Originally published in the 2010 ASCO Daily News

Joseph V. Simone, MD, of the University of Florida Shands Cancer Center, is the 2010 recipient of the ASCO/American Cancer Society Award. He will be presented his award and give his lecture on the origins and future direction of quality in cancer care during a Special Session at ASCO's Annual Meeting.

Dr. Simone, Interim Director of the University of Florida Shands Cancer Center in 2008-2009, is now a Senior Advisor to the Center. He has also served in leadership positions at the Huntsman Cancer Institute and Memorial Sloan-Kettering Cancer Center. Dr. Simone spent much of his medical career at St. Jude Children’s Research Hospital, where he joined the staff in 1967 and served as its Director from 1983 to 1992.

The ASCO/American Cancer Society Award and Lecture honors an individual who has made significant contributions to the prevention and management of cancer. In addition to his extensive leadership experience in cancer administration, Dr. Simone — a pediatric hematologist-oncologist by training — has made groundbreaking discoveries in the field of cancer research. While at St. Jude, he contributed to the development of curative treatments for childhood leukemia and lymphoma.

“The institution had just opened a few years before, and they were trying to develop better treatments for children with leukemia,” said Dr. Simone in an interview with ASCO Daily News. “With guidance from our mentor there, Dr. Donald Pinkel, our research team was the first to say this was a curable disease, at least in some patients. And you can’t top that — that’s the best you can do in any career.”

Dr. Simone began his medical career with no particular speciality in mind. While attending the Stritch School of Medicine of Loyola University Chicago, he worked as a lab technician at a community hospital and became interested in hematology. He chose a residency in internal medicine at Presbyterian- St. Luke’s Hospital and a fellowship in pediatric hematology at the University of Illinois. According to Dr. Simone, although he was an internist by training, pediatric hematology (unlike adult hematology) was not its own field at the time — by choosing it, he was also choosing to practice oncology.

Advancing Quality in Cancer Care

Since his tenure at St. Jude, Dr. Simone has continued to make significant contributions to the oncology community. In 2002, capitalizing on his extensive knowledge and experience working in the health care field, he put forth the initial concept for ASCO’s Quality Oncology Practice Initiative (QOPI®), a topic he plans to discuss during his award lecture.

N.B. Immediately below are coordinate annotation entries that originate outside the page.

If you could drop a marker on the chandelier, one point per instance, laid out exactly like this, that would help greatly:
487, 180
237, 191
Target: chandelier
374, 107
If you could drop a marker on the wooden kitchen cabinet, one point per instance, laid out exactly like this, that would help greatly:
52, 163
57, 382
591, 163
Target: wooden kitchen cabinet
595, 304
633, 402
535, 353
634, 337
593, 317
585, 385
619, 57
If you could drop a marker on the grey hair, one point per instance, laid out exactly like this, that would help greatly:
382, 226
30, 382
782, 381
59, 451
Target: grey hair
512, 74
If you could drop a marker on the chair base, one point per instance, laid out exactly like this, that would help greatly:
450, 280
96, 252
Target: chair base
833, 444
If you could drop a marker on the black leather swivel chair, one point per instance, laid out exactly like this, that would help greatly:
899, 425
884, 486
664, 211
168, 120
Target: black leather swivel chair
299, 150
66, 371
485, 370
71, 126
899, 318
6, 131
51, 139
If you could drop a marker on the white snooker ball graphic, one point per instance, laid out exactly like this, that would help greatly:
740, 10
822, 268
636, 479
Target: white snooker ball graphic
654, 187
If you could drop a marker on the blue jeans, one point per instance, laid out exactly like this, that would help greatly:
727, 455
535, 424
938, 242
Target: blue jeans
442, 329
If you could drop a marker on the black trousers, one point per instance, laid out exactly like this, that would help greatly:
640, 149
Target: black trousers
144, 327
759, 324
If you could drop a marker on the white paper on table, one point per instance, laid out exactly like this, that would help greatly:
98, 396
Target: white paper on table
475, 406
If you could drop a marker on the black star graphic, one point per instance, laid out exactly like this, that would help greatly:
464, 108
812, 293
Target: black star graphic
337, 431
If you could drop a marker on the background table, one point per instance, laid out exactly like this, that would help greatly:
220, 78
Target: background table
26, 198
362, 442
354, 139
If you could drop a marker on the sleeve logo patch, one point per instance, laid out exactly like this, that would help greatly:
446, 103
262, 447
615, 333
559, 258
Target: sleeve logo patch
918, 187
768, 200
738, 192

Dr. Simone first found inspiration for QOPI, an oncologist-led, practice-based quality improvement program, while serving at Memorial Sloan-Kettering Cancer Center. As Physician-in-Chief during the time the Clinton administration’s health care plan was being debated, Dr. Simone was tasked with explaining the proposal’s ramifications to his staff.

“The plan would have included sending patients to community hospitals because the university hospitals were so expensive,” explained Dr. Simone. “And the docs all said, ‘They can’t do that; we give better care here.’ And I said ‘Where’s the data?’ Because then, of course, nobody collected data on the quality of care.”

That conversation sparked Dr. Simone’s interest in quality improvement. From 1996 to 2005 he served on the Institute of Medicine’s National Cancer Policy Board, which published several reports concerning the quality of cancer care, includingEnsuring Quality Cancer Care in 1999. Although that report in particular inspired interest and dialogue on the topic of quality, tangible change in the oncology community remained elusive.

At ASCO’s request, in 2002, Dr. Simone formed a Steering Committee that drafted a proposal for a program to promote excellence in cancer care. The final proposal was approved by ASCO’s Board of Directors, and after a successful pilot program, QOPI was opened to all ASCO members in 2006. Since that time, more than 500 practices have registered for the program. QOPI’s most recent success was the January 2010 launch of its certification program, which will provide 3-year certification for outpatient hematology-oncology practices based on practice achievement.

Dr. Simone has been an ASCO member since 1976. His efforts have been previously recognized by ASCO through the receipt of the Public Service Award in 2006 and the Distinguished Service Award for Scientific Achievement in 2002. In addition to his work with QOPI, he has served on a number of ASCO committees and task forces. Of his service within a multidisciplinary society such as ASCO, Dr. Simone said: “It’s a collegial atmosphere. Everybody is facing the same issues. As with any specialty organization, you learn from going to meetings, but you also learn from serving on committees. It’s been very helpful for me as I moved along in my career.”